T.
[Taal]
TAAL; van deese spraaken wy boven, 70 en 71 bl. doch het is jammer, dat de Taalgeleerde niet eens syn, soo in de spellingen; settende deese hi voor hy, en die weder schryvt voor schryft, &c. als in de woorden self, en haare vooruitgaande ledewoordtjes, de en den of een en het; van welke boven, 109 bl. en verder schryvende deese, hunne en hen en die daarentegen, haar, &c. schryvende in het verledene, doorstooken voor doorsteeken, &c. maar ondertussen hou ik het aan de syde van J. Goeree, ontrent synen Alkander, of Gewaanden Zeeroover, deese woorden in den Opdragt gebruikende.
Hy durft ten Schouwburg treeden,
Dog wat beswaard van tong en met beschroomde schreden
Voor 't neetelige volk, zo vrugtbaar in onze eeuw,
Dat, om een Letterfeil, met haatelyk geschreeuw,
Hem vallen zal op 't lyf, als of een stad wou zinken.

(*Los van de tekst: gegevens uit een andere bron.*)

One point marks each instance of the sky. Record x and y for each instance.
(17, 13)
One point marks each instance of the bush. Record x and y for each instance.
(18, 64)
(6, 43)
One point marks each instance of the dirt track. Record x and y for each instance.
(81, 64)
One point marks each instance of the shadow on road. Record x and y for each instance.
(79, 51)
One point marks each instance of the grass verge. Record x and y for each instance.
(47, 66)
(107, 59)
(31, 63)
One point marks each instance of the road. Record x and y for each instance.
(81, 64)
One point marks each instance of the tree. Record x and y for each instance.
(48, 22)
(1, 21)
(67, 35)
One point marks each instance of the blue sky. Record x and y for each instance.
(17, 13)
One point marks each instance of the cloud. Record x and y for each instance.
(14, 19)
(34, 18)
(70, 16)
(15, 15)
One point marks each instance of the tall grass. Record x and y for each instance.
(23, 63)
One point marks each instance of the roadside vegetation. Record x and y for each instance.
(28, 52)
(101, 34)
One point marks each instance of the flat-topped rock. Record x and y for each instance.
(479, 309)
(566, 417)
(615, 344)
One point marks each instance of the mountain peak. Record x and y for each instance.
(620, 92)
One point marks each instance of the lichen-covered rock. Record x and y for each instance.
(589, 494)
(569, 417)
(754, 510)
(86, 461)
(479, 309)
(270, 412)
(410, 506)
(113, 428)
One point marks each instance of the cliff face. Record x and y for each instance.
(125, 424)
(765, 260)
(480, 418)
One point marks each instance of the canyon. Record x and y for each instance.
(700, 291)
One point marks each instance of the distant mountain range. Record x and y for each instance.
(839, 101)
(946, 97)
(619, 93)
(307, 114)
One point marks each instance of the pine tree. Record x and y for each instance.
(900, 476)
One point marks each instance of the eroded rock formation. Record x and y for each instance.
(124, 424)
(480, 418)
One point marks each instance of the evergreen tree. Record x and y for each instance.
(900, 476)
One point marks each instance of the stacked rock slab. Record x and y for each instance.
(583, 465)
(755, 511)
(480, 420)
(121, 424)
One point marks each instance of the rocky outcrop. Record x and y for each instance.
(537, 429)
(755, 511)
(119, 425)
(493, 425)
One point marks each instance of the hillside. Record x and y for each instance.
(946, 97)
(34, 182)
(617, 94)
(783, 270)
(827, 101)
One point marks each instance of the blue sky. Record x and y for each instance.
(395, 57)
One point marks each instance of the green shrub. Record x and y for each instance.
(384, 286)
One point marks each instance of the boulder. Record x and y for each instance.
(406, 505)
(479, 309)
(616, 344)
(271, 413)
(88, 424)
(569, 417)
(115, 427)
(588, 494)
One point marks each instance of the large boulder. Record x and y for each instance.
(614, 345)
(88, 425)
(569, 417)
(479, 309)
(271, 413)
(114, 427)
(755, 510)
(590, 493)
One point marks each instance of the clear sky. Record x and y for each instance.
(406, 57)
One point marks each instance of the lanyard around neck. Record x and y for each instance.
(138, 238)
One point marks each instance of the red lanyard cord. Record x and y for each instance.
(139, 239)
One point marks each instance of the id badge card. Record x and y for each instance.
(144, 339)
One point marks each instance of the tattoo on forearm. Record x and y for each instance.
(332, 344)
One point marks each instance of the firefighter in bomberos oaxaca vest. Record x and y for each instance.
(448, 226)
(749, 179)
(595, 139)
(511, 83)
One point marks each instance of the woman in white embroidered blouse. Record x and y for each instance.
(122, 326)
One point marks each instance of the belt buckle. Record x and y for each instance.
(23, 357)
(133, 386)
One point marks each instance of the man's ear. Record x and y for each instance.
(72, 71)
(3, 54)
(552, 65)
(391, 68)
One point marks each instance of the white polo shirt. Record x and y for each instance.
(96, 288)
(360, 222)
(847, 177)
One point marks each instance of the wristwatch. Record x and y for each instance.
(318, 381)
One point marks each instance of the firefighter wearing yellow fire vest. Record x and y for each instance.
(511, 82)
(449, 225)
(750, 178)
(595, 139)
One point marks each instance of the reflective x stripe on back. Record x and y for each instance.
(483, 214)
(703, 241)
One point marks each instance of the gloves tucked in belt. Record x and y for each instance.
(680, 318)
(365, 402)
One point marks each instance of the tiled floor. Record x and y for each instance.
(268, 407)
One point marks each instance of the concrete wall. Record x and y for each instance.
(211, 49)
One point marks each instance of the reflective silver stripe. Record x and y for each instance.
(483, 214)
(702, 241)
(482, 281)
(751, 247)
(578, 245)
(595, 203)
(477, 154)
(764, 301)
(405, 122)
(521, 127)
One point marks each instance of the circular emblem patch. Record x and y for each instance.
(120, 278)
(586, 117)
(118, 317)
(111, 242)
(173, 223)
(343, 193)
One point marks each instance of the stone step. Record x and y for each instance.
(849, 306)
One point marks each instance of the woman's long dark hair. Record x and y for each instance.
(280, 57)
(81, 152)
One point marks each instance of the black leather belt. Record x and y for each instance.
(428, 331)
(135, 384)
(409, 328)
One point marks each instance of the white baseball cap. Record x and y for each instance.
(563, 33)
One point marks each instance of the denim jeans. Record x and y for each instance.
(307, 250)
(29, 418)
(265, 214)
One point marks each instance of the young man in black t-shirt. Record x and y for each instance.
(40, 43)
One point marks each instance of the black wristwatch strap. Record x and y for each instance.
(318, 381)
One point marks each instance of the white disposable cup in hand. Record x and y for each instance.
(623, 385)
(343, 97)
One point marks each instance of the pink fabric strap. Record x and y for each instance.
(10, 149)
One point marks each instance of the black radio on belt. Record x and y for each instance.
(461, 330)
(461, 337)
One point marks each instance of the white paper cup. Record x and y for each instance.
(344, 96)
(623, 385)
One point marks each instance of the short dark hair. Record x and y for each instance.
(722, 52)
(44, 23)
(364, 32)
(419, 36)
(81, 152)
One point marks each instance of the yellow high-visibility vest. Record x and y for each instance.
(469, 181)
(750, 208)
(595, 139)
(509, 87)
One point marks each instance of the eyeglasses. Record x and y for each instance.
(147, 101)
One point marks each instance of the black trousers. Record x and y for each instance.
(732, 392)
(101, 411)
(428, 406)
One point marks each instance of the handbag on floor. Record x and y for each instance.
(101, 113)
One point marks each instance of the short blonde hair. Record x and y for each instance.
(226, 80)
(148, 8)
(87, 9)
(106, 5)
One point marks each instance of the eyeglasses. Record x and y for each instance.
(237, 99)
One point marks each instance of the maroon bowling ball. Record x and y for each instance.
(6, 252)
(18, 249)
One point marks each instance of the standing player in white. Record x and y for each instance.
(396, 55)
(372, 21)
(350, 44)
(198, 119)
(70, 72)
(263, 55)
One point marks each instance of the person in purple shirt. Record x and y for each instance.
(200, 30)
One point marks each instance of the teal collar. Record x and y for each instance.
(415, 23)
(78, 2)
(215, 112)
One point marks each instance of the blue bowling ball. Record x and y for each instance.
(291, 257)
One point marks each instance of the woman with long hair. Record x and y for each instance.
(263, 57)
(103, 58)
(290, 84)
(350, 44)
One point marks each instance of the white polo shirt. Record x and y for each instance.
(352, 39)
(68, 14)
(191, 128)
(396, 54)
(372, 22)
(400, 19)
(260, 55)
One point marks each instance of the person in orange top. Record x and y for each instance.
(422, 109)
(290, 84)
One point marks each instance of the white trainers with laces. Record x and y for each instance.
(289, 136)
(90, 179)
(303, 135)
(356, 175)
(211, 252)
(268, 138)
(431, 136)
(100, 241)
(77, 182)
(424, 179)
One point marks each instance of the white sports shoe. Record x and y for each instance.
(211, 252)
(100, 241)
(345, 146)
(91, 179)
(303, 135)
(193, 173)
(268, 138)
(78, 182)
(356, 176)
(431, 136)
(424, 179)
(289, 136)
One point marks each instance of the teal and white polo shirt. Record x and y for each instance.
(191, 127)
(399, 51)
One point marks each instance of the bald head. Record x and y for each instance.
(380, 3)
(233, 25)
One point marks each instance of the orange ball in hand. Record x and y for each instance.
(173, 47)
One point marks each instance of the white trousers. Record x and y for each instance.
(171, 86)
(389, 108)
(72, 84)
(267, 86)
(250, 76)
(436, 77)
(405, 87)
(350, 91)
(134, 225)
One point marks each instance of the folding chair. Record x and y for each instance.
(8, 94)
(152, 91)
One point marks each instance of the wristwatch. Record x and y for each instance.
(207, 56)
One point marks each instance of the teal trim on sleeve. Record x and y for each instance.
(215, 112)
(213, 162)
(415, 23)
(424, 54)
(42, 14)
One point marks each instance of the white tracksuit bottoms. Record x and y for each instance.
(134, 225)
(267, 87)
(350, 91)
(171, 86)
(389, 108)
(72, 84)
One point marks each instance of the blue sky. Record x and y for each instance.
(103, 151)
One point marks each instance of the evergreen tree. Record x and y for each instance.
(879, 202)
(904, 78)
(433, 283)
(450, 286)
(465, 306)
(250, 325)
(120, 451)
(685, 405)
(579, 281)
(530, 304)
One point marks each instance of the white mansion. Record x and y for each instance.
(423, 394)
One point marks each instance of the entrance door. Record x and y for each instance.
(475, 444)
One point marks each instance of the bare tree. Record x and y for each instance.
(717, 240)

Hier sal een De, of Den, niet wel in de ooren klinken:
Daar zal de Spelkonst niet geschoeid zyn op de leest,
Van hun gefronst verstand en kibbelende geest,
Daar sal hy tegens Taal en tegens maatklank spreeken,
Of elders hem een Punt of Letterstip ontbreeken,
Om welk, naar hun begrip, een land zelfs moest vergaan:
Maar, 't ga daar meê zo 't wil, 'k steur my daar weinig aan.
Ondertussen syn hier weder de Latynsse Letterklovers gelukkiger; schryvende nu eenpaarigh, Gellius en niet Agellius, Vlysses en niet Vlixes, Virgilîus en niet Vergilius, &c. Doch hier af elders breeder.